Software requirements

  • Hadoop: 2.7+
  • Hive: 0.13 - 1.2.1+
  • HBase: 1.1+
  • Spark 2.1.1+
  • JDK: 1.7+
  • OS: Linux only, CentOS 6.5+ or Ubuntu 16.0.4+

Tested with Hortonworks HDP 2.2 - 2.6, Cloudera CDH 5.7 - 5.11, AWS EMR 5.7 - 5.10, Azure HDInsight 3.5 - 3.6.

For trial and development purpose, we recommend you try Kylin with an all-in-one sandbox VM, like HDP sandbox, and give it 10 GB memory. We suggest you using bridged mode instead of NAT mode in Virtual Box settings.

Hardware requirements

The server to run Kylin need 4 core CPU, 16 GB memory and 100 GB disk as the minimal configuration. For high workload scenario, 24 core CPU, 64 GB memory or more is recommended.

Hadoop Environment

Kylin depends on Hadoop cluster to process the massive data set. You need prepare a well configured Hadoop cluster for Kylin to run, with the common services includes HDFS, YARN, MapReduce, Hive, HBase, Zookeeper and other services.

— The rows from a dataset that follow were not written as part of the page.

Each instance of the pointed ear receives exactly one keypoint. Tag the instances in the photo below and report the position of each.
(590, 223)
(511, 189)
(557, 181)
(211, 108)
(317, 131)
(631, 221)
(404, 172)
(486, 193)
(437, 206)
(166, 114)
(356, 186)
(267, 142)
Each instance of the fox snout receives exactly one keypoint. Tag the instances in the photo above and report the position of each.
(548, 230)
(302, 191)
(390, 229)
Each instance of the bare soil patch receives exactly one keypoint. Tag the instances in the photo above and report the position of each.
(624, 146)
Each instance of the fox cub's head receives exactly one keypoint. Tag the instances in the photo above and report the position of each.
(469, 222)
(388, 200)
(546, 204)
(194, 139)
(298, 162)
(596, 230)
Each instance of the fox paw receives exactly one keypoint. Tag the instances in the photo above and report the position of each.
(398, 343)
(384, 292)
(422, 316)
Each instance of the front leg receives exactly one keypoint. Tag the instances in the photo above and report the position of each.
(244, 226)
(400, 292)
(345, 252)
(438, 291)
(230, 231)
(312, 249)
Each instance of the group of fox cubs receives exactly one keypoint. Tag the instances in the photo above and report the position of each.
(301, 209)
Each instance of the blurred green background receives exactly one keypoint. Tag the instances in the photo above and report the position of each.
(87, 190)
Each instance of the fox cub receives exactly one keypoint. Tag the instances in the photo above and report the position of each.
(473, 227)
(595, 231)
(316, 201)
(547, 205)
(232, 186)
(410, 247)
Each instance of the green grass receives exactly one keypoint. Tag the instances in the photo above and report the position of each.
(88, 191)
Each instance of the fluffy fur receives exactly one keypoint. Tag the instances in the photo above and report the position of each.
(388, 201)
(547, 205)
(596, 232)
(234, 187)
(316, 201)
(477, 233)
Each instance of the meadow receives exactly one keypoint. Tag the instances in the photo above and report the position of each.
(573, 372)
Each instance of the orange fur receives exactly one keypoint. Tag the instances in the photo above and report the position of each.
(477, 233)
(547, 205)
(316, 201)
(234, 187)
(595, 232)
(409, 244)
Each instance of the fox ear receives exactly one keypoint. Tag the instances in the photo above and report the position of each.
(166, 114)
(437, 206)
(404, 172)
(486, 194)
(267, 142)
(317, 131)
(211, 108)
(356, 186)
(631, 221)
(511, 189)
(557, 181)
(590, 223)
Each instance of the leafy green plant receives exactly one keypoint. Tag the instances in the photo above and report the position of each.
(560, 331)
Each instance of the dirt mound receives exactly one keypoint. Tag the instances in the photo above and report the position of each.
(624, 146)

It is most common to install Kylin on a Hadoop client machine, from which Kylin can talk with the Hadoop cluster via command lines including hive, hbase, hadoop, etc.

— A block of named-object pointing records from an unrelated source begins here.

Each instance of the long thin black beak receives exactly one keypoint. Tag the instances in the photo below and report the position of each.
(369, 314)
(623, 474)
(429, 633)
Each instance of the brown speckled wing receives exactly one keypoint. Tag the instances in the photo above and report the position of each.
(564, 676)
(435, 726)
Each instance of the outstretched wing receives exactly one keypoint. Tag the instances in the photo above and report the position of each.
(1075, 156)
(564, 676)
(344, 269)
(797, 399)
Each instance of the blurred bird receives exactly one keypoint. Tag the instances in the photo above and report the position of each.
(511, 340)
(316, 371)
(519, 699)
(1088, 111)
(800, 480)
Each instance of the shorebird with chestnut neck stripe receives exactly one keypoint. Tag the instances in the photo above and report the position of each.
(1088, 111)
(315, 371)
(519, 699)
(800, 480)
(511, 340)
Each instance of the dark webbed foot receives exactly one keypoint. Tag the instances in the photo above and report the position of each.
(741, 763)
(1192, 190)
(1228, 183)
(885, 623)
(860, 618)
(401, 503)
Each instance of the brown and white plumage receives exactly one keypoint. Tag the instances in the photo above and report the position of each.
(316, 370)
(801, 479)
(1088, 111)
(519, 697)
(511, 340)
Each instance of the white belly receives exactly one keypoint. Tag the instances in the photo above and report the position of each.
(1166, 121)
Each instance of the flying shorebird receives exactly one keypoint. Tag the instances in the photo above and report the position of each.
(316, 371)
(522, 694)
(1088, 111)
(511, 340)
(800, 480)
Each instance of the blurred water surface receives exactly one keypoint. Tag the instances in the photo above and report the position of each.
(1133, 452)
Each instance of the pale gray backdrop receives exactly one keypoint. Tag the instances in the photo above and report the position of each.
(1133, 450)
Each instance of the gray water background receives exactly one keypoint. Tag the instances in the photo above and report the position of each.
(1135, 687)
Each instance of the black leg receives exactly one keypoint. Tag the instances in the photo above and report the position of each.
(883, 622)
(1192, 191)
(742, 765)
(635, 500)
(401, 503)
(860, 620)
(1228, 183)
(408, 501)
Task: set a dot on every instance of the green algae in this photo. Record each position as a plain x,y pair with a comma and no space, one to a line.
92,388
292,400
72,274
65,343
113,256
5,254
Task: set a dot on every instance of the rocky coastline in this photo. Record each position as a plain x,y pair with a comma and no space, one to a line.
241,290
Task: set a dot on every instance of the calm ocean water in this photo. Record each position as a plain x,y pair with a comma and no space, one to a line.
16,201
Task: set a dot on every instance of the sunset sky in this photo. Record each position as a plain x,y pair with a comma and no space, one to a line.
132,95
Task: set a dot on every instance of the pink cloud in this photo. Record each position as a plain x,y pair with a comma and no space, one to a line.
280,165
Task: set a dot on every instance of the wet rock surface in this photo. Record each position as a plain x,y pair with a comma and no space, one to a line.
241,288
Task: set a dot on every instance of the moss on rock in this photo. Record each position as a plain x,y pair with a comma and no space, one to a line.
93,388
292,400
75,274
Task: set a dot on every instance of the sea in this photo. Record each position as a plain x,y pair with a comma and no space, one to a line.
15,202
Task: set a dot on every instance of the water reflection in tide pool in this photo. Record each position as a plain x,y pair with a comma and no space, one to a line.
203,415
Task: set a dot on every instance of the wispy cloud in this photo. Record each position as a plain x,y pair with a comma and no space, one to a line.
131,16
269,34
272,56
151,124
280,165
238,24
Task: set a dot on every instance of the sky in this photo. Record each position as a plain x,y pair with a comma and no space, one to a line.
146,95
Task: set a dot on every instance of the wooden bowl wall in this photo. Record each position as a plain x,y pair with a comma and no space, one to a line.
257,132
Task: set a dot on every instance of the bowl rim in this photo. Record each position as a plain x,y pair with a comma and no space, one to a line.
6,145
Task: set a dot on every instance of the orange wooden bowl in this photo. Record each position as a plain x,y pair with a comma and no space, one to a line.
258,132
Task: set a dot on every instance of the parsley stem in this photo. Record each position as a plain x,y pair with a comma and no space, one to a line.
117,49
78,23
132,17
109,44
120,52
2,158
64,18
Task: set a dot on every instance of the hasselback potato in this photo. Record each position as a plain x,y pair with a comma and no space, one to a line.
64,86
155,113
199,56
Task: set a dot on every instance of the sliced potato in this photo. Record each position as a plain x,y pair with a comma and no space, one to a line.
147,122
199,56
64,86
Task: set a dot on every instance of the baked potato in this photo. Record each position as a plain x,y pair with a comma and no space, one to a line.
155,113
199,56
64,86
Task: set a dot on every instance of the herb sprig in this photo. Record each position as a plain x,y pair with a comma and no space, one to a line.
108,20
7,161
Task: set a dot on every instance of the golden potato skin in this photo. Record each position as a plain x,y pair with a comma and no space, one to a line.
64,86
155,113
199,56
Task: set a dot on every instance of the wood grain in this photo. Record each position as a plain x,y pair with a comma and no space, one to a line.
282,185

Kylin itself can be started in any node of the Hadoop cluster. For simplity, you can run it in the master node. But to get better stability, we suggest you to deploy it a pure Hadoop client node, on which the command lines like hive, hbase, hadoop, hdfs already be installed and the client congfigurations (core-site.xml, hive-site.xml, hbase-site.xml, etc) are properly configured and will be automatically syned with other nodes. The Linux account that running Kylin has the permission to access the Hadoop cluster, including create/write HDFS folders, hive tables, hbase tables and submit MR jobs.

Installation Kylin

  • Download a version of Kylin binaries for your Hadoop version from a closer Apache download site. For example, Kylin 2.3.1 for HBase 1.x from US:
cd /usr/local
wget http://www-us.apache.org/dist/kylin/apache-kylin-2.3.1/apache-kylin-2.3.1-hbase1x-bin.tar.gz
  • Uncompress the tarball and then export KYLIN_HOME pointing to the Kylin folder
tar -zxvf apache-kylin-2.3.1-hbase1x-bin.tar.gz
cd apache-kylin-2.3.1-bin
export KYLIN_HOME=`pwd`
  • Make sure the user has the privilege to run hadoop, hive and hbase cmd in shell. If you are not so sure, you can run $KYLIN_HOME/bin/check-env.sh, it will print out the detail information if you have some environment issues. If no error, that means the environment is ready.
-bash-4.1# $KYLIN_HOME/bin/check-env.sh
Retrieving hadoop conf dir...
KYLIN_HOME is set to /usr/local/apache-kylin-2.3.1-bin
-bash-4.1#
  • Start Kylin, run $KYLIN_HOME/bin/kylin.sh start, after the server starts, you can watch $KYLIN_HOME/logs/kylin.log for runtime logs;
-bash-4.1# $KYLIN_HOME/bin/kylin.sh start
Retrieving hadoop conf dir...
KYLIN_HOME is set to /usr/local/apache-kylin-2.3.1-bin
Retrieving hive dependency...
Retrieving hbase dependency...
Retrieving hadoop conf dir...
Retrieving kafka dependency...
Retrieving Spark dependency...
...
A new Kylin instance is started by root. To stop it, run 'kylin.sh stop'
Check the log at /usr/local/apache-kylin-2.3.1-bin/logs/kylin.log
Web UI is at http://<hostname>:7070/kylin
-bash-4.1#
  • After Kylin started you can visit http://hostname:7070/kylin in your web browser. The initial username/password is ADMIN/KYLIN.
  • To stop Kylin, run $KYLIN_HOME/bin/kylin.sh stop
-bash-4.1# $KYLIN_HOME/bin/kylin.sh stop
Retrieving hadoop conf dir... 
KYLIN_HOME is set to /usr/local/apache-kylin-2.3.1-bin
Stopping Kylin: 7014
Kylin with pid 7014 has been stopped.